As British oppression grew, so did the unrest among Indians. Bandhu Singh, skilled in guerrilla warfare, became a symbol of defiance. He would ambush British officials passing through the forest, decapitate them, and offer their heads as a tribute at the feet of Tarkulaha Devi, his favored deity. He shook the very foundations of British rule, and is said to have killed the then British collector, even sitting on his chair afterward. This ritual symbolized his fight against colonial tyranny and was fueled by a profound sense of patriotism.

Initially, the British authorities were unaware of the exact cause behind their soldiers’ disappearances in the forest. However, it soon became clear that Bandhu Singh was behind these acts of rebellion. Despite exhaustive searches, the British struggled to capture him due to his mastery of guerrilla tactics.
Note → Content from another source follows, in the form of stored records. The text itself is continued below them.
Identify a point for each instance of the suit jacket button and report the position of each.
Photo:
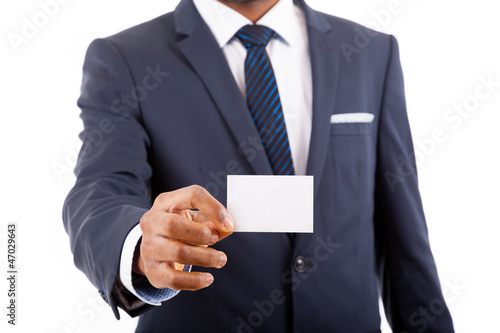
(300, 264)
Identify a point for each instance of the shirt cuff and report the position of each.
(140, 287)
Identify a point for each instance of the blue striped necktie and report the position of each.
(263, 98)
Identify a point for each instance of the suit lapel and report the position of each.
(205, 56)
(325, 73)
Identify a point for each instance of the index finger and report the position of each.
(197, 197)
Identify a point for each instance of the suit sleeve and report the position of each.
(410, 286)
(111, 191)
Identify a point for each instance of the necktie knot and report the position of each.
(255, 35)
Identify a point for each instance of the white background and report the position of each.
(446, 47)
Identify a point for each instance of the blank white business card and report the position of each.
(271, 203)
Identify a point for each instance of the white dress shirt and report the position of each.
(289, 54)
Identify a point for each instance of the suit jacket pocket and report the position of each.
(351, 129)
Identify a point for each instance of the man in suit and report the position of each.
(176, 101)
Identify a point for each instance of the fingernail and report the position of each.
(210, 279)
(222, 260)
(214, 239)
(228, 223)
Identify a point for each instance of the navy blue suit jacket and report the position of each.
(161, 111)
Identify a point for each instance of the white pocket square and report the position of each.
(352, 118)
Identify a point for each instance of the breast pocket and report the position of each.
(351, 129)
(352, 152)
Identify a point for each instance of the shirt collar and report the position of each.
(224, 22)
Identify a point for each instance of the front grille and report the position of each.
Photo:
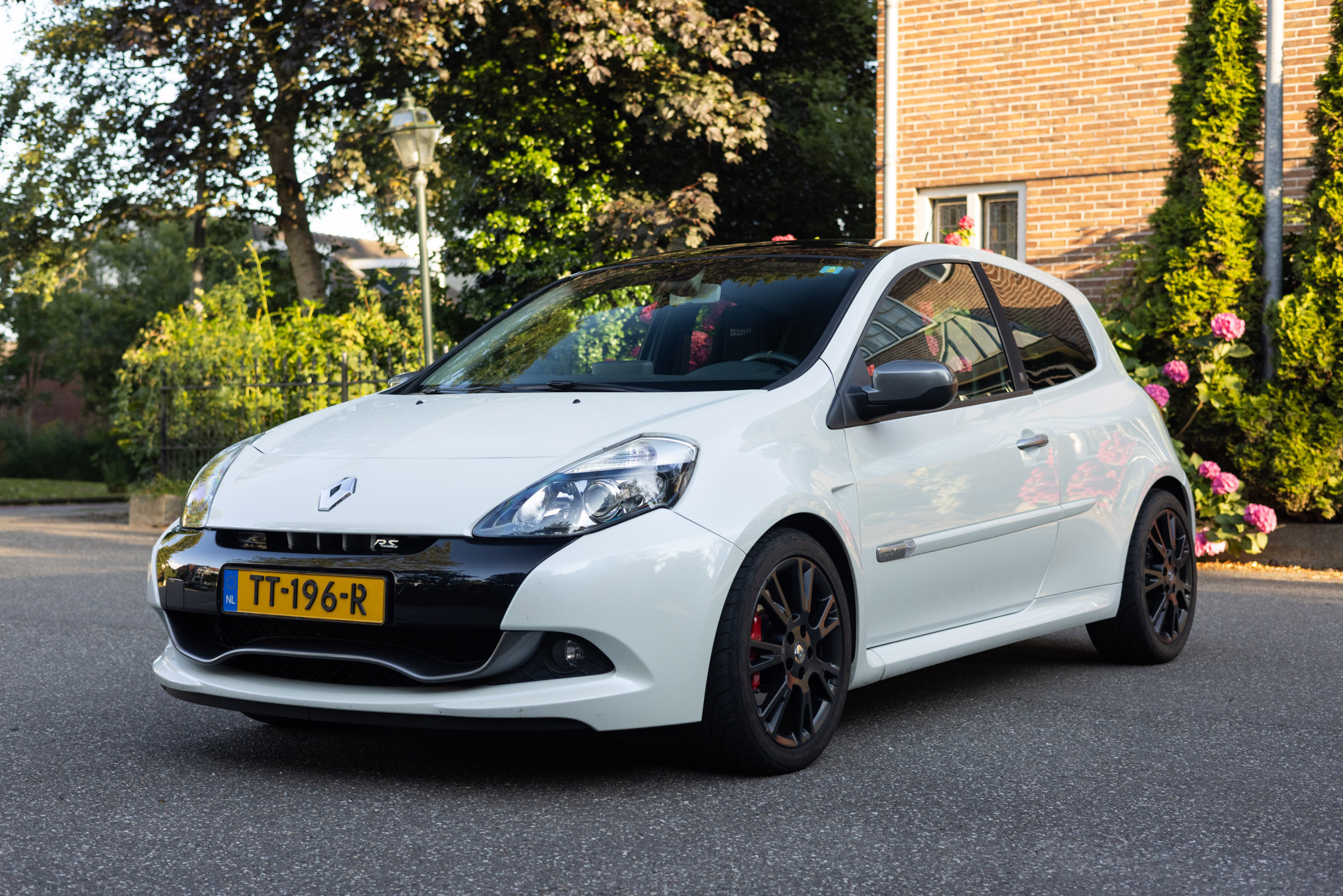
(323, 542)
(446, 645)
(337, 672)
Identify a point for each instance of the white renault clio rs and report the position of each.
(716, 488)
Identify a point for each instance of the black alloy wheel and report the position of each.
(1168, 575)
(1159, 590)
(780, 671)
(795, 652)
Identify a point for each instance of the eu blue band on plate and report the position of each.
(230, 590)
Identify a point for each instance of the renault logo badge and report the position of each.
(333, 495)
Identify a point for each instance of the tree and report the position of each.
(256, 88)
(1294, 430)
(544, 116)
(818, 178)
(1203, 253)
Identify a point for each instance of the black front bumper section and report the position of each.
(453, 589)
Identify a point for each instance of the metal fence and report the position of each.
(199, 420)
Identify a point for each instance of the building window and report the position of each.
(998, 210)
(1001, 225)
(949, 213)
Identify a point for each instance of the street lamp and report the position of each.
(415, 134)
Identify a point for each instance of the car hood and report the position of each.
(429, 464)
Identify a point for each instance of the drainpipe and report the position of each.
(888, 121)
(1272, 177)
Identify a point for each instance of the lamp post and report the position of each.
(414, 135)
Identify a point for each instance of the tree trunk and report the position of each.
(293, 214)
(198, 242)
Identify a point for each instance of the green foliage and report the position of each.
(818, 178)
(1203, 254)
(51, 452)
(25, 491)
(1202, 260)
(1221, 517)
(1294, 429)
(203, 379)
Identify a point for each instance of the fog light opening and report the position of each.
(569, 653)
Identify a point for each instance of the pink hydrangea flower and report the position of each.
(1261, 517)
(1225, 484)
(1202, 547)
(1177, 371)
(1228, 326)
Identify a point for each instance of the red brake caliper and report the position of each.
(757, 635)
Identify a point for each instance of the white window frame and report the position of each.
(974, 195)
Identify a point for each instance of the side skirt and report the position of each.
(1041, 617)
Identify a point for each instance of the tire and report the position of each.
(780, 671)
(1159, 590)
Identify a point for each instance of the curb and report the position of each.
(1317, 546)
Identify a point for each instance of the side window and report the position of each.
(1049, 336)
(939, 313)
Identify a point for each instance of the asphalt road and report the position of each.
(1034, 769)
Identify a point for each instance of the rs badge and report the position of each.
(333, 495)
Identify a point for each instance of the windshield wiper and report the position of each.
(571, 386)
(465, 390)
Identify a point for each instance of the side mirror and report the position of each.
(910, 386)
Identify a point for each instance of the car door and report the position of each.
(1093, 450)
(957, 507)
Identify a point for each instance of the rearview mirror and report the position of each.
(910, 386)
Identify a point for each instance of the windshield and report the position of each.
(700, 324)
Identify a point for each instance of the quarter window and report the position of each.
(1047, 330)
(939, 313)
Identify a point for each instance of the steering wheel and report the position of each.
(774, 358)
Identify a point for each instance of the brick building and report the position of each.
(1045, 121)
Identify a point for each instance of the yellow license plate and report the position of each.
(307, 596)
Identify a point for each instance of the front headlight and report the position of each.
(207, 483)
(645, 473)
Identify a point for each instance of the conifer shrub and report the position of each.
(1292, 430)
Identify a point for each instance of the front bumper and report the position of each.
(646, 593)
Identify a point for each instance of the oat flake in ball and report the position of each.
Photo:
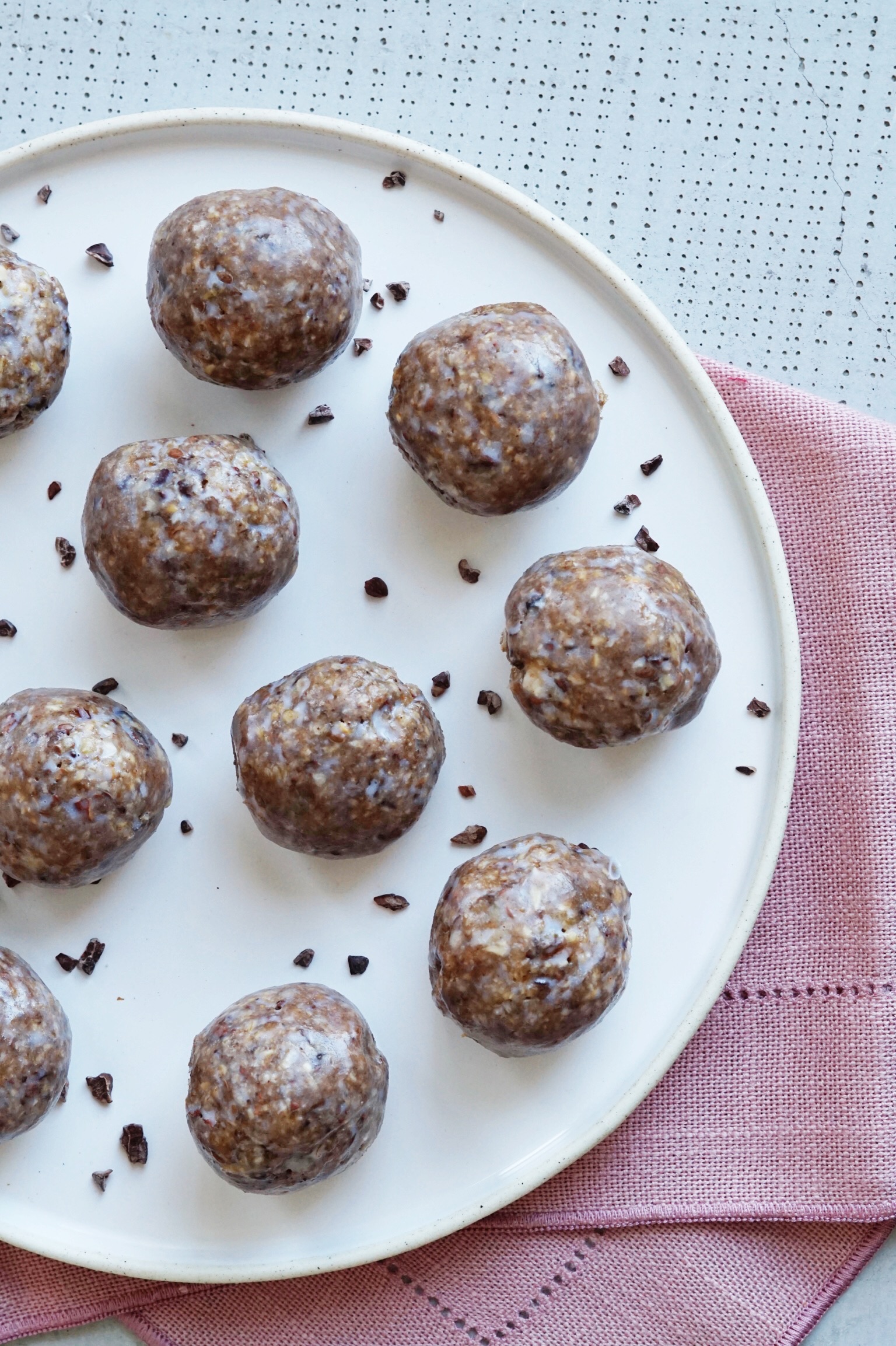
(530, 944)
(495, 408)
(190, 532)
(287, 1086)
(34, 341)
(255, 288)
(337, 760)
(36, 1046)
(607, 645)
(82, 785)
His fierce demeanour alarmed the British, prompting them to dispatch forces from Banaras. The British set up their camp near Dumri village, but upon learning this, the local villagers raided and seized their weapons and ammunition. Enraged by this, the British set Dumri Khas village on fire, forcing the villagers to flee. Eventually, Surat Singh’s (Father of Sundar Singh Majithia) betrayal led to Singh’s arrest. In exchange Surat was awarded a pension of ₹4,800 per annum, and awarded a jagir in the Dumri Riyasath, Gorakhpur by the british government.

==Execution==

Bandhu Singh was sentenced to death by public hanging. The execution took place on August 12, 1858, at Ali Nagar Square in Gorakhpur. According to local lore, the British failed to hang him successfully six times. Bandhu Singh then invoked Tarkulha Devi in meditation and vowed for her blessing to face his fate. On the seventh attempt, the execution was successful, an act believed to have been sanctioned by the goddess herself.

==Memorials==

Over time, after independence, the memory of the martyr Bandhu Singh began to fade. However, his direct descendant, Senior Leader Late Shri Vinay Kumar Singh “Binnu”, established a committee Shaheed Bandhu Singh Smarak Samiti to ensure that his name was recorded in history. After Vinay Kumar Singh’s death, his younger brother, Shri Ajay Kumar Singh “Tappu”, continues the work of keeping Bandhu Singh’s legacy alive. To honour the sacrifice and valour of Shaheed Bandhu Singh, a memorial stands at the site of his martyrdom and in the grounds of Tarkulaha Devi temple as well (Shaheed Bandhu Singh Smarak). Today, the committee oversees several institutions and landmarks named in Bandhu Singh’s honour, including Shaheed Bandhu Singh PG College, Shaheed Bandhu Singh Girls’ Hostel, Shaheed Bandhu Singh Park, Shaheed Bandhu Singh Stadium, Shaheed Bandhu Singh Kisan Sewa Kendra, and various other facilities that commemorate his sacrifice and keep his memory alive. His story continues to inspire generations, symbolising resistance, bravery, and unwavering devotion to the cause of freedom.